Verdecken Wolken die Sonne, gleichen sich die Gebäude farblich dem Triemli-Spital und dem Personalhaus an, welches auf der anderen Strassenseite steht. Ganz anders wird die Siedlung auf der Infotafel vor den Baugerüsten dargestellt: Die Illustration zeigt eine weisse Gebäudehülle; ein parkähnlicher Innenhof scheint dem «Sonnengarten», wie sich die Genossenschaft nennt, zu entsprechen.

«Andere Farbe würde viel verändern»

Auch die Architektur kommt offenbar schlecht an. «Der Bau wird bereits als moderner ostdeutscher Plattenbau bezeichnet», sagt Kurzen.
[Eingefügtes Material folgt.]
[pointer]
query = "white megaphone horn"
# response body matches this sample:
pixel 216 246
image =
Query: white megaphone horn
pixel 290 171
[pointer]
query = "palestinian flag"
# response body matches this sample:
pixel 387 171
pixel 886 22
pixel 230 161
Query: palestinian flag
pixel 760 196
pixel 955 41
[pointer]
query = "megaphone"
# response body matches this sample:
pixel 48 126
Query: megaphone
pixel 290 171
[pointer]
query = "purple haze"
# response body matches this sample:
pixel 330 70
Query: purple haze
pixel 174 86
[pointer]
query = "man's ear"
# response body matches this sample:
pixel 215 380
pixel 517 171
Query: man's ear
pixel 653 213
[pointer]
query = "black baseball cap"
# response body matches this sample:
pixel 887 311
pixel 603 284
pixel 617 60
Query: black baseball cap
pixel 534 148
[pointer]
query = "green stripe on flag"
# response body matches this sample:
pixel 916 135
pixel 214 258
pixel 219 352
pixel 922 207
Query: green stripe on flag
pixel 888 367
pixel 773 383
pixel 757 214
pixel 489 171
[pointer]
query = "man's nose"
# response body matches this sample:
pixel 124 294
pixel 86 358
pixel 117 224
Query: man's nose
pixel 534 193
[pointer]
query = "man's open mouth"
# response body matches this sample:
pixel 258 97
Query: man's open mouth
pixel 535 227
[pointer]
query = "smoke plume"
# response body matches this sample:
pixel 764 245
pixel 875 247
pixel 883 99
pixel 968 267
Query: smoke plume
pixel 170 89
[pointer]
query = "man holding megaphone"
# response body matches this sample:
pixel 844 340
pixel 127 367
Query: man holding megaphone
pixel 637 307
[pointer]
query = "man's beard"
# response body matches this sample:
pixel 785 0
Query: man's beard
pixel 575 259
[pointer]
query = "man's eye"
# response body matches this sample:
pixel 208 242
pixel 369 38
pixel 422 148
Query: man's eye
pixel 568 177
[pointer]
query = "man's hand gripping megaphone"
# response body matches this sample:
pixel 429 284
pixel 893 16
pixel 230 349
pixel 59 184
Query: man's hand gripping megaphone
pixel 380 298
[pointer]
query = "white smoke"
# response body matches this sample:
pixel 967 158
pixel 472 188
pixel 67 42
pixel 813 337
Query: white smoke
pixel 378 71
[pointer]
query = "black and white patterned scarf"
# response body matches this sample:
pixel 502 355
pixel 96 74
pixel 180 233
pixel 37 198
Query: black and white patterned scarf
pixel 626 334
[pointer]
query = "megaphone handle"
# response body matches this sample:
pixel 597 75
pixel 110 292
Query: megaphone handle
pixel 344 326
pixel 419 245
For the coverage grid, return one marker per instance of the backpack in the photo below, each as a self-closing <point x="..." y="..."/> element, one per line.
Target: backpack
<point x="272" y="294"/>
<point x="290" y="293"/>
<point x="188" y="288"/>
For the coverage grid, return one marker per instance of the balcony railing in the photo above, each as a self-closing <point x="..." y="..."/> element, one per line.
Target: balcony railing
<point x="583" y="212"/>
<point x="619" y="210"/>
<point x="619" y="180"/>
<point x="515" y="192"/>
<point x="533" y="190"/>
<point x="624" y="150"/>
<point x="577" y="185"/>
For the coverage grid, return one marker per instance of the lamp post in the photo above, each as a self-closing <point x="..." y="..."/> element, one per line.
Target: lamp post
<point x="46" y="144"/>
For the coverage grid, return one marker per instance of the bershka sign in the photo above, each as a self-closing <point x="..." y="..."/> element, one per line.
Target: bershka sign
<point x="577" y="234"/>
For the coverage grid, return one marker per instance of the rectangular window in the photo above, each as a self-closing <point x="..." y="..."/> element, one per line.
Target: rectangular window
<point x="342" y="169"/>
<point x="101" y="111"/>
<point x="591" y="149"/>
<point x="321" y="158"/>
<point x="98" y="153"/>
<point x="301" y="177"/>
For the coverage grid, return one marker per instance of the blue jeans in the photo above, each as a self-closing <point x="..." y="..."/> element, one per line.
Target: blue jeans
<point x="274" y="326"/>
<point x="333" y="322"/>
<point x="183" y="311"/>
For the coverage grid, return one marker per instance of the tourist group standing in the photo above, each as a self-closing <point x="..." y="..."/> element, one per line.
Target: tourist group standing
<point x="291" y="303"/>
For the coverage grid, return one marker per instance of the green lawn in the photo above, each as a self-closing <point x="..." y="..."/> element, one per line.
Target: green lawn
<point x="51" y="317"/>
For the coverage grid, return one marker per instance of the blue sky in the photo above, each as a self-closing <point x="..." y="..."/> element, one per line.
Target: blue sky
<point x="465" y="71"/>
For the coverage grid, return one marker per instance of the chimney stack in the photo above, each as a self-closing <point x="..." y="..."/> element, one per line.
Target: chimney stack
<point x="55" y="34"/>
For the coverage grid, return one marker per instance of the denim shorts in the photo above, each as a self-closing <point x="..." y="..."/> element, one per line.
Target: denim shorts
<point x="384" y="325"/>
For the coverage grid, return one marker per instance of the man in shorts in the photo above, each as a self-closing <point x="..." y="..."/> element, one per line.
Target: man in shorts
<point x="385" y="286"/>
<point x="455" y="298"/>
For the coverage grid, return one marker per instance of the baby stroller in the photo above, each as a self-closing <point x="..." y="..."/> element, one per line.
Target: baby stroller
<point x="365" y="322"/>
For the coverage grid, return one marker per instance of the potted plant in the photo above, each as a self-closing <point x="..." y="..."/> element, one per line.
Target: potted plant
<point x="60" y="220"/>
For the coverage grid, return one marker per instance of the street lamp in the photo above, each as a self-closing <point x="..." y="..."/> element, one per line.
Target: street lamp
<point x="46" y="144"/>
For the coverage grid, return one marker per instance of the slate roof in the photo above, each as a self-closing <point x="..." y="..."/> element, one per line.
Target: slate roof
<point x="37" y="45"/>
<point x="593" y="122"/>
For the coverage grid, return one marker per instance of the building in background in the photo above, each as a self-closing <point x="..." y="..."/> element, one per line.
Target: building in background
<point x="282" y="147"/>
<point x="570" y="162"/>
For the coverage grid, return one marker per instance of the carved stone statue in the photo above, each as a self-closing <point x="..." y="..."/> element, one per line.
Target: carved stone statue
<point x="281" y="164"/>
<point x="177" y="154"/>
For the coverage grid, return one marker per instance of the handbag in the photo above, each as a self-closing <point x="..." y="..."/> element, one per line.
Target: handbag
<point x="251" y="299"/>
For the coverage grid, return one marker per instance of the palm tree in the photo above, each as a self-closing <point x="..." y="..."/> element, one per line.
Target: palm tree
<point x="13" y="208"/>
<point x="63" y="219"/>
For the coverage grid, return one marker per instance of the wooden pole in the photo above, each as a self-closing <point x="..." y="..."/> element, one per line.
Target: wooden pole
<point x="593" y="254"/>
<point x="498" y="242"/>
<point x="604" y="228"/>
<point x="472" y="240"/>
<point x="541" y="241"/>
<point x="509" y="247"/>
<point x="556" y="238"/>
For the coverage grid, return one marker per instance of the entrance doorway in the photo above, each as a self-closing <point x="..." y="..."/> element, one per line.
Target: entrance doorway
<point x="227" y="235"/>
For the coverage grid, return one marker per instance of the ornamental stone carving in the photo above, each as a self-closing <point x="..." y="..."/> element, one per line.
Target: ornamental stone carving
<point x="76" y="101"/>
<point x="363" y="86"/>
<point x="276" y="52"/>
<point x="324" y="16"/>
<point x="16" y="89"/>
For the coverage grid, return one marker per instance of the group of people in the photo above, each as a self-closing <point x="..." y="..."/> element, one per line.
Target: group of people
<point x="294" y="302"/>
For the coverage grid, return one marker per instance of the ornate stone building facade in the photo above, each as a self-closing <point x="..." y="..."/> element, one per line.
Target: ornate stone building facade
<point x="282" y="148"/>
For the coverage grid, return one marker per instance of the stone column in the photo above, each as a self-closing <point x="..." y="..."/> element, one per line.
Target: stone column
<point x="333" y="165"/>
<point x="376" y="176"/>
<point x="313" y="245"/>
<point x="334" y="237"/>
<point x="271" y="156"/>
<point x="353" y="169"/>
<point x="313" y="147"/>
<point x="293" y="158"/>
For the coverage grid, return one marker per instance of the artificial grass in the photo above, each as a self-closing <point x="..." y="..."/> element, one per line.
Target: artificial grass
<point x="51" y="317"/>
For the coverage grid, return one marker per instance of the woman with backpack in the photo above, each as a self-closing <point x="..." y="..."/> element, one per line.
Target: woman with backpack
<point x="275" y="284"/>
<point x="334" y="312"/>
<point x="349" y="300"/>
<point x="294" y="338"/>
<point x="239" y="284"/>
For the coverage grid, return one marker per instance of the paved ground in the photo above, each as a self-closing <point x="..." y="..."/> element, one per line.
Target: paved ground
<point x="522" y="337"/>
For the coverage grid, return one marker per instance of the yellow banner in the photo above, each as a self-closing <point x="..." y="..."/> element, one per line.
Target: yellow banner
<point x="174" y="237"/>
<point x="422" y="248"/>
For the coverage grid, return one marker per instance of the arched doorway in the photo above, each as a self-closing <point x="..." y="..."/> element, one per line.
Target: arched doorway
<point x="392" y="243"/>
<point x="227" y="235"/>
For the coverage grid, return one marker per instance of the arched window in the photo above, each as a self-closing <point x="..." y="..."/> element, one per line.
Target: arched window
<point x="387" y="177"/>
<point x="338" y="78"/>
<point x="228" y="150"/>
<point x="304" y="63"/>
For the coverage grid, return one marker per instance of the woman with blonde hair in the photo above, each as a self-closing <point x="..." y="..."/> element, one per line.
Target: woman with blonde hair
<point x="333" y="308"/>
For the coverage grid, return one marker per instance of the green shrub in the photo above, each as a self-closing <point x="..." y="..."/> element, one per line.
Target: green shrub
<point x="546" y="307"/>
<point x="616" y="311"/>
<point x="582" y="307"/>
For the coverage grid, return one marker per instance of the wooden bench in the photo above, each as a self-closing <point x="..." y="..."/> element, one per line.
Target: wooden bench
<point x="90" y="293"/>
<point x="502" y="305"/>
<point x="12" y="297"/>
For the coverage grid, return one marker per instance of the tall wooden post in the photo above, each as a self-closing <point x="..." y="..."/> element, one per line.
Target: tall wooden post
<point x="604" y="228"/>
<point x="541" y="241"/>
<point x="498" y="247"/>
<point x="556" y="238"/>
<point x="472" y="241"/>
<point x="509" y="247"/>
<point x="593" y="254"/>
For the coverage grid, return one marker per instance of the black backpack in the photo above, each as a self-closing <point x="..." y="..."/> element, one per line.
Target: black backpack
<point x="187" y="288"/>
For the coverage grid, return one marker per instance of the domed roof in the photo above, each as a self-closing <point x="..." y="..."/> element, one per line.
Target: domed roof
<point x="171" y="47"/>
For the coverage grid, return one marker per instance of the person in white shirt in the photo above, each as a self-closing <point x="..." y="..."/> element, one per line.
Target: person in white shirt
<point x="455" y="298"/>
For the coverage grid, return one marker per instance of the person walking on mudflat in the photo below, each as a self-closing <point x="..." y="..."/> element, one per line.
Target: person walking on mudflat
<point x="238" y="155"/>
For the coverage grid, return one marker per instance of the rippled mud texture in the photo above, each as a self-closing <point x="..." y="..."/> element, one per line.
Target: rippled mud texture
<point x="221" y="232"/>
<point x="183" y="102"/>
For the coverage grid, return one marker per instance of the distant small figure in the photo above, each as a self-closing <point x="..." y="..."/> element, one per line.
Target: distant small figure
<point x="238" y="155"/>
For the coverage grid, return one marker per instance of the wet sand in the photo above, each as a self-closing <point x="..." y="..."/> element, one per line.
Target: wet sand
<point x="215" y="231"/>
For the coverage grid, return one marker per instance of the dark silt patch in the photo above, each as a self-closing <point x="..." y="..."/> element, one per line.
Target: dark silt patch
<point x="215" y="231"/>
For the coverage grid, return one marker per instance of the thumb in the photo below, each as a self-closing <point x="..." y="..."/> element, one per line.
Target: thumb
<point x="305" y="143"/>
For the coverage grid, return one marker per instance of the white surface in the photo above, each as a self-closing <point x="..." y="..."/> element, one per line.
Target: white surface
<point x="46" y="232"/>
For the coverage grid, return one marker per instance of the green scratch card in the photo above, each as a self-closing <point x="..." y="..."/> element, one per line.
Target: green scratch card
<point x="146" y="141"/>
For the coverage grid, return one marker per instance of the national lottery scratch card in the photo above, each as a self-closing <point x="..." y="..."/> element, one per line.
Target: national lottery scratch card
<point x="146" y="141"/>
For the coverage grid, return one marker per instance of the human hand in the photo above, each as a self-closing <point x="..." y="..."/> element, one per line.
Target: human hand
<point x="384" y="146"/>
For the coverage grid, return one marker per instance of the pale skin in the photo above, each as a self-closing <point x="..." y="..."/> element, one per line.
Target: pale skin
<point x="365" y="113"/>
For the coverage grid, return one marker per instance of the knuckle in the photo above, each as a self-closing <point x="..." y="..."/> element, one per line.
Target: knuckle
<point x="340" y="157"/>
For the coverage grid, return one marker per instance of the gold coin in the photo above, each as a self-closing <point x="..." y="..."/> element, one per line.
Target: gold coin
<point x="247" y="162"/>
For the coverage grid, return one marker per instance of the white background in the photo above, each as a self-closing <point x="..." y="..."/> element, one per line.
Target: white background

Keine einzige begeisterte Antwort habe er bis heute über die Siedlung gehört. «Dabei würde eine andere Farbe bereits vieles verändern.»

Positive Beispiele sind laut Kurzen die neuen Häuser an der Wasserschöpfi und beim Leonard-Ragaz-Weg. «Dort äussern sich die Nachbarn zwar nicht hell begeistert, aber immerhin auch nicht negativ», sagt Kurzen. Die Gebäude seien lockerer gebaut und sehen viel freundlicher aus. Damit könne man viel besser leben.

Störend findet er auch, dass die Baugenossenschaft den Quartierverein nicht darüber informiert hat, wie der Neubau aussehen werde. Als die Ausschreibung schliesslich vorlag, sah man von Rekursen ab. «Bei privaten Arealüberbauungen hat man keine Chance mit Einsprachen.» Enttäuscht zeigt sich Kurzen über die Stadt, welche einen solchen Neubau bewilligt hat. Der Neubau ersetzt die erste Siedlung der Genossenschaft, die an dieser Stelle 1945 erstellt wurde.